Titti asks if the guys are sentimental and feel nostalgic now that all this comes to an end. Micke Syd says he became sentimental already in France. At last there is a song again that HE sings, Låt denna trumslagarpojke sjunga! Titti asks if she can get a little snippet a capella. Per jokes that then he has to go away.

To the question if they get together often, the guys replied that they didn’t meet the five of them together since the last tour, but the recording sessions in France were fantastic and much fun.

About the new single, Jag drömde jag mötte Fluortanten, Per says there is a little Van Morrison turn in it, which is a little unexpected. Titti says this must be the very first song about a Fluortant. The song is played on the radio.

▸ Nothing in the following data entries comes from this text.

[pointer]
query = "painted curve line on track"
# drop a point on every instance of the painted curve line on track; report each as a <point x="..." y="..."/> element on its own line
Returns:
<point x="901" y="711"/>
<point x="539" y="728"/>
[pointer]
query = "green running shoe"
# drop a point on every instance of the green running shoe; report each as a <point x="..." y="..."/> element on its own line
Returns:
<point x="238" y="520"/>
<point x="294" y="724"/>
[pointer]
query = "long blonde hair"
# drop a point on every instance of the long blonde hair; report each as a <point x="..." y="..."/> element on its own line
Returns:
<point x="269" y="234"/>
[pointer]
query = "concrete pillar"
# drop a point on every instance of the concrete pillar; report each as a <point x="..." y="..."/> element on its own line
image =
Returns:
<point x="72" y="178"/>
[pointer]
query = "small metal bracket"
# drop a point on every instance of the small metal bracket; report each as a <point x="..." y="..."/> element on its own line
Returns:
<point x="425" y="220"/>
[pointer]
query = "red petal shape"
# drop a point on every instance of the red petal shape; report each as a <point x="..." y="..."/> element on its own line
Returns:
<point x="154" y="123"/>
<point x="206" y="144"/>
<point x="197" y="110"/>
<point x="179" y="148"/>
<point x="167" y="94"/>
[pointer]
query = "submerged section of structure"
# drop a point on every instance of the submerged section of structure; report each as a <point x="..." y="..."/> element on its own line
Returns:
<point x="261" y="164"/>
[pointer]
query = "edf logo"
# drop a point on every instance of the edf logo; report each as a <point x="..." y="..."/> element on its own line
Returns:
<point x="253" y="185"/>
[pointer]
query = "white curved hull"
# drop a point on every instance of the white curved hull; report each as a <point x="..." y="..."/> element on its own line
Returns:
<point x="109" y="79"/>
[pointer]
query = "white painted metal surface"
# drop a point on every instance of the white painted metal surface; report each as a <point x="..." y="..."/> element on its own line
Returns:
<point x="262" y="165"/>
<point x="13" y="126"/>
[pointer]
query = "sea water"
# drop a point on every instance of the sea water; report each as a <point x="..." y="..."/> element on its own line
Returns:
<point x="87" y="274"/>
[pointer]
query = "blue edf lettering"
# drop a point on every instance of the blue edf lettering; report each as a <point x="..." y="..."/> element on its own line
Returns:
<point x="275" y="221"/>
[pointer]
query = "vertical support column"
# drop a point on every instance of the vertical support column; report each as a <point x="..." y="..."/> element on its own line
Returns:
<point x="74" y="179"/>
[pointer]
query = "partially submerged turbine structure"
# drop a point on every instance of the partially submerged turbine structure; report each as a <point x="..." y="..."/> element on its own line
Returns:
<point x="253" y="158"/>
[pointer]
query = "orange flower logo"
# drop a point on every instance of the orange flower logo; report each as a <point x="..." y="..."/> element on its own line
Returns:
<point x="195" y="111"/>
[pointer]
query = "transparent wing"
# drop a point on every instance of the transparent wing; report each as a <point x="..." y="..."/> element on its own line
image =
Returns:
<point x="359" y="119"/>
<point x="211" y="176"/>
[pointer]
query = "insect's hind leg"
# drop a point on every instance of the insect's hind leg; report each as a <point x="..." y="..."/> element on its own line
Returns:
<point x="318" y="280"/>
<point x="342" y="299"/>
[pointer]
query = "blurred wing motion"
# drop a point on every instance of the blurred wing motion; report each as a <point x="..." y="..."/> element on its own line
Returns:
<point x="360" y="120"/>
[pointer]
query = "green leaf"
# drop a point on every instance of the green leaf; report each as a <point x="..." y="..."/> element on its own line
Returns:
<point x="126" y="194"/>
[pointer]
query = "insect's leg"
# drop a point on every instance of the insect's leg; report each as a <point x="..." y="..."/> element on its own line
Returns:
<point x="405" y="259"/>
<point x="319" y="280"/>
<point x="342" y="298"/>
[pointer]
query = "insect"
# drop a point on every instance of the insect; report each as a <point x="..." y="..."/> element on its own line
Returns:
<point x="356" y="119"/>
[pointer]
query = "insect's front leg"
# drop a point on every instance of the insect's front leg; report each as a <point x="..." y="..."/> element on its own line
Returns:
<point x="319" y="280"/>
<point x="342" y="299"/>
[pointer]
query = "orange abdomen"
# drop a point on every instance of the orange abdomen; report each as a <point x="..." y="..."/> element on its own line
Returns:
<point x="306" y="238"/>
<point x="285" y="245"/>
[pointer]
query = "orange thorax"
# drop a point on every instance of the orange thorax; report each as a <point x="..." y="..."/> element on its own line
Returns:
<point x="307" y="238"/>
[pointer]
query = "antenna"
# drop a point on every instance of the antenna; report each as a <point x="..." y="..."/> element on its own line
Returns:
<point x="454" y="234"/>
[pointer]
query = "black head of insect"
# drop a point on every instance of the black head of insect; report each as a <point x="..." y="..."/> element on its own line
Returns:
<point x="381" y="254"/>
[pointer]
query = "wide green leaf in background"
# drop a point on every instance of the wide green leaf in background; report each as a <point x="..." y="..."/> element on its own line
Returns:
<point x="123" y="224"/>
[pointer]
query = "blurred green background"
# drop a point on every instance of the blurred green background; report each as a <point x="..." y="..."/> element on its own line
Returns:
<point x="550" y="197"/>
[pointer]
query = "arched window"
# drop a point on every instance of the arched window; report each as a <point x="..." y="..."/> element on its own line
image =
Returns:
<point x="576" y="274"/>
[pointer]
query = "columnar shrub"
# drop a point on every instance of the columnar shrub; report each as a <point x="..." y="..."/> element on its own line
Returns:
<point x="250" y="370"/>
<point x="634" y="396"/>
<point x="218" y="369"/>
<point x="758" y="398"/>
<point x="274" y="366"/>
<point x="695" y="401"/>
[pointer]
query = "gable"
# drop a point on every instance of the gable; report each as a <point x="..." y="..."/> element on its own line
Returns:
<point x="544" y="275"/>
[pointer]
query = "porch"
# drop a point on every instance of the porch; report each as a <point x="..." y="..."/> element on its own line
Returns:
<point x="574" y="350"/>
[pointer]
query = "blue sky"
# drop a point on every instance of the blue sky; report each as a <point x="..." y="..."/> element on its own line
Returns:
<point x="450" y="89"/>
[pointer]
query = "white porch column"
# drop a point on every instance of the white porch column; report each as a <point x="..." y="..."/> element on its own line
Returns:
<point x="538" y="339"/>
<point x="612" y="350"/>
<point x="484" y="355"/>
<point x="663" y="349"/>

Titti asks Per if he could write a song like Flickorna på TV2 today and Mr. G replies he couldn’t. Titti asks if they will play it this summer. Per says for sure, because it’s great to play it. Regarding the setlist Per says they circulated a list of 51 songs that they will narrow down to 25-26 songs. There are 17-18 songs that they MUST play, but then they also want to include surprises and songs from the new album. The concerts are planned to be 2 hours long.

Titti thinks fans in the ’80s were different than fans today. Per says they are not, it’s juts that we live in a different era. It’s just that there is social media and mobile phones nowadays. Titti asks if there are groupies around, Micke Syd says no, they never really had the talent for that, to have groupies waiting for them at the hotel.

Faller ner på knä is played, but cut short due to news.

Titti asks Micke Syd if he has become a better drummer over the years. Micke says he has, just not technically, but how he plays. When he plays elsewhere, even when he played for Roxette in June Afternoon or She Doesn’t Live Here Anymore, it’s different vs. when he plays in GT. In Gyllene Tider it’s like coming home. In France for example the recordings went so fast, because they went with the flow.

Titti asks how they know a song is ready. Per says a song develops all the time. When they play it live it becomes different. He thinks sometimes it’s a pity that one writes a song, they record it in the studio and take it to an audience only later. It could be the other way around, playing the song for an audience 20-30 times before recording it.